Tuesday, January 21, 2014

My Interview on RT

What is market monetarism and what are its implications for monetary policy? Those were the big questions I discussed recently with Erin Ade on the RT show Boom Bust. The interview can be seen here or in the embedded video below. I wanted to follow up with a few comments on some of the points I made.

First, I explained that market monetarist believe money matters to the business cycle. Any sudden shock to the supply or demand of money will cause will cause swings in economic activity. I noted that we believe there were large shocks to money during the crisis. In particular, institutional money assets were hit hard.  The figure below shows just how bad it was for these money assets. It shows the M4 money supply measure broken down into institutional and retail money assets.
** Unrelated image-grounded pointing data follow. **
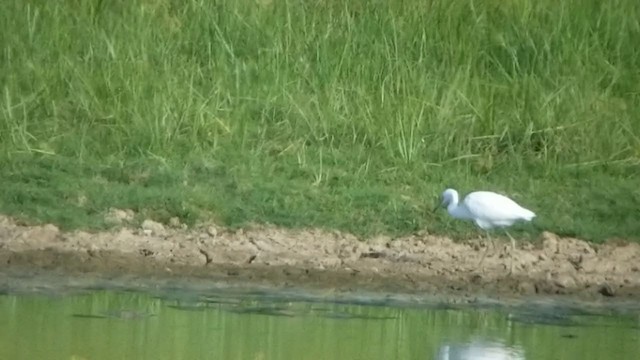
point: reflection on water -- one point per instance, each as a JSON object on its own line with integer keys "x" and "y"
{"x": 478, "y": 350}
{"x": 127, "y": 325}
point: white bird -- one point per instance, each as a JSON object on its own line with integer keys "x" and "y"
{"x": 488, "y": 210}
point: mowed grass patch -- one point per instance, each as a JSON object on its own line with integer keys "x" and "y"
{"x": 352, "y": 116}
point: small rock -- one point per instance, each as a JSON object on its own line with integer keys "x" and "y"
{"x": 174, "y": 222}
{"x": 118, "y": 217}
{"x": 212, "y": 231}
{"x": 565, "y": 281}
{"x": 153, "y": 227}
{"x": 526, "y": 288}
{"x": 606, "y": 290}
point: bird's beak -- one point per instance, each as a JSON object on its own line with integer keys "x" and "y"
{"x": 437, "y": 206}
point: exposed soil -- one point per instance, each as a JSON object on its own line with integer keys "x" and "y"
{"x": 319, "y": 259}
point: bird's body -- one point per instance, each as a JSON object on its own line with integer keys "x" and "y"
{"x": 487, "y": 210}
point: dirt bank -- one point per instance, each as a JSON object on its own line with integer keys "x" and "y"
{"x": 332, "y": 260}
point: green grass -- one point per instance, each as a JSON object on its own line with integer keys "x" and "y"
{"x": 347, "y": 115}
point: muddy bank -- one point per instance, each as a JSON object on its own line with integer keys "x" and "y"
{"x": 331, "y": 260}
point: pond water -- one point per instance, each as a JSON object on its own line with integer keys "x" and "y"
{"x": 118, "y": 324}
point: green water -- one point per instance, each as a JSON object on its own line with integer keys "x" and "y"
{"x": 104, "y": 324}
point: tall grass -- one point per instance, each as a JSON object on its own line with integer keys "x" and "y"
{"x": 325, "y": 113}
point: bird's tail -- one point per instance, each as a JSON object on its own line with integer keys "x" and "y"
{"x": 528, "y": 214}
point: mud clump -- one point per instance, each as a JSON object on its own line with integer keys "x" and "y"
{"x": 329, "y": 259}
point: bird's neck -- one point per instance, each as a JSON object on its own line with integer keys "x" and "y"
{"x": 457, "y": 211}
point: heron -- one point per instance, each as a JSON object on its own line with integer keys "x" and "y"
{"x": 487, "y": 210}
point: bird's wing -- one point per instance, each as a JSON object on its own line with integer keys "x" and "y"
{"x": 492, "y": 206}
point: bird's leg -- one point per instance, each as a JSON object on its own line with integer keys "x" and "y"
{"x": 513, "y": 249}
{"x": 487, "y": 249}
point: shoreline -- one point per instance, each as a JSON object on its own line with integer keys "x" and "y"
{"x": 421, "y": 264}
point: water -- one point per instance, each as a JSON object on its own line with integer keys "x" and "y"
{"x": 174, "y": 324}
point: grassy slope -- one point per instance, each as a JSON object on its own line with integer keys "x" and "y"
{"x": 350, "y": 115}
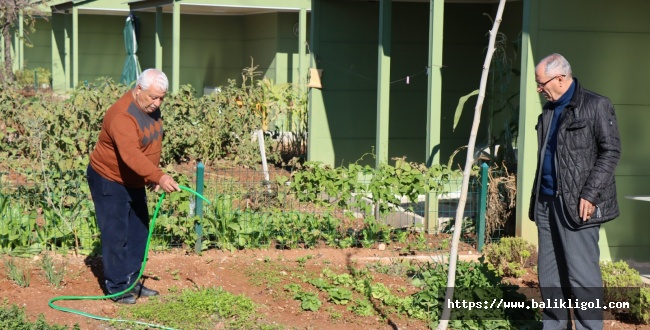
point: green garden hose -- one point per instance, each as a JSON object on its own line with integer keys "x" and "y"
{"x": 144, "y": 263}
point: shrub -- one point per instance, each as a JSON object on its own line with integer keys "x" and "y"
{"x": 624, "y": 284}
{"x": 510, "y": 256}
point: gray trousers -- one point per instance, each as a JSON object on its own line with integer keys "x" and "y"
{"x": 568, "y": 268}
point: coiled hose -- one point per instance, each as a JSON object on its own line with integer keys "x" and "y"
{"x": 144, "y": 263}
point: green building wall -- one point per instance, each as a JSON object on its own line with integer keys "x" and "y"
{"x": 344, "y": 110}
{"x": 608, "y": 50}
{"x": 213, "y": 49}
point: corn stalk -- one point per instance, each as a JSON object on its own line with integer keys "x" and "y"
{"x": 451, "y": 278}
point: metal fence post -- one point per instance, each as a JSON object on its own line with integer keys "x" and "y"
{"x": 482, "y": 205}
{"x": 198, "y": 207}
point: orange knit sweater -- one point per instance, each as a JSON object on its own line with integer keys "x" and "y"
{"x": 129, "y": 145}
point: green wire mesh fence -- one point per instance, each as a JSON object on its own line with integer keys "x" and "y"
{"x": 248, "y": 210}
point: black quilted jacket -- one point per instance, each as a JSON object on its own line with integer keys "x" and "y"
{"x": 588, "y": 150}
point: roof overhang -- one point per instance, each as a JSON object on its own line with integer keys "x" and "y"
{"x": 222, "y": 7}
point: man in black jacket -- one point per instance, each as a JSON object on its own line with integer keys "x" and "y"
{"x": 573, "y": 193}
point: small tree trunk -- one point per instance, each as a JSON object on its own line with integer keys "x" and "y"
{"x": 7, "y": 61}
{"x": 451, "y": 279}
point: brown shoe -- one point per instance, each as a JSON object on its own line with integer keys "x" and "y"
{"x": 126, "y": 298}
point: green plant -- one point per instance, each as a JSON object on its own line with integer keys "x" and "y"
{"x": 509, "y": 256}
{"x": 198, "y": 309}
{"x": 308, "y": 301}
{"x": 362, "y": 308}
{"x": 38, "y": 77}
{"x": 14, "y": 317}
{"x": 54, "y": 274}
{"x": 339, "y": 296}
{"x": 19, "y": 273}
{"x": 622, "y": 283}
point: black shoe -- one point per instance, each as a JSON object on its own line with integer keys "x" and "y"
{"x": 140, "y": 290}
{"x": 126, "y": 298}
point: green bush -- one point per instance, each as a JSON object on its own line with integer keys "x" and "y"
{"x": 510, "y": 256}
{"x": 14, "y": 317}
{"x": 623, "y": 284}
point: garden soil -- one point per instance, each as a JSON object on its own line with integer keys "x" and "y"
{"x": 237, "y": 272}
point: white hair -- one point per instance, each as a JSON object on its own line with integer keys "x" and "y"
{"x": 153, "y": 77}
{"x": 556, "y": 64}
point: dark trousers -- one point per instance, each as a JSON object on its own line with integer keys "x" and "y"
{"x": 568, "y": 267}
{"x": 123, "y": 220}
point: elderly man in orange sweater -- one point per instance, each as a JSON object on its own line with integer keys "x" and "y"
{"x": 125, "y": 161}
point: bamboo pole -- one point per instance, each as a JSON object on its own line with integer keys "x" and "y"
{"x": 451, "y": 278}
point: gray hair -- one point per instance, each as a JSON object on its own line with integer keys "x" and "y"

The figure includes the monetary base for comparison.

Second, I also made the point that even though we take monetary shocks seriously we do not advocate targeting the broad money supply. Most money assets are "inside money" created by banks and other financial firms. They are not created by the Fed. Therefore, we believe the Fed's job is to create an environment that is conducive to both the stable creation of inside money and the stable demand for it by firms and households. Market monetarist believe this is best accomplished by the Fed targeting the growth path of total dollar spending or nominal GDP. By doing so, the Fed will stabilize the expected growth path of total dollar income and that will feed back into stable money demand. Targeting the growth path of NGDP would also go along ways in spurring a more robust recovery for reasons laid out here and here.

Here is the video. My interview starts about 15 minutes into the clip.

1 comment:

  1. In the first of the “here” links (2nd last paragraph just above the video clip) David Beckworth and Michael Woodford claim that “it does not matter whether one does helicopter drops or large scale asset purchases.” Strikes me there is an important difference, namely that asset purchases boost spending by a small portion of the population: the asset rich. And that is distortionary. In contrast, helicopter drops obviously CAN BE implemented in a way that is distortionary, but they needn’t be. That is, helicopter drops can be implemented in such a way that they do not boost spending by one section of the population any more than any other section.

    Moreover, they can be implemented in such a way that public spending rises by the same percentage as private spending (or at least that can be the aim).

    Given a need to expand GDP, I see no reason to expand any particular sector of the economy more than any other sector. Ergo assets purchases are at least on the face of it, a misalocation of resources.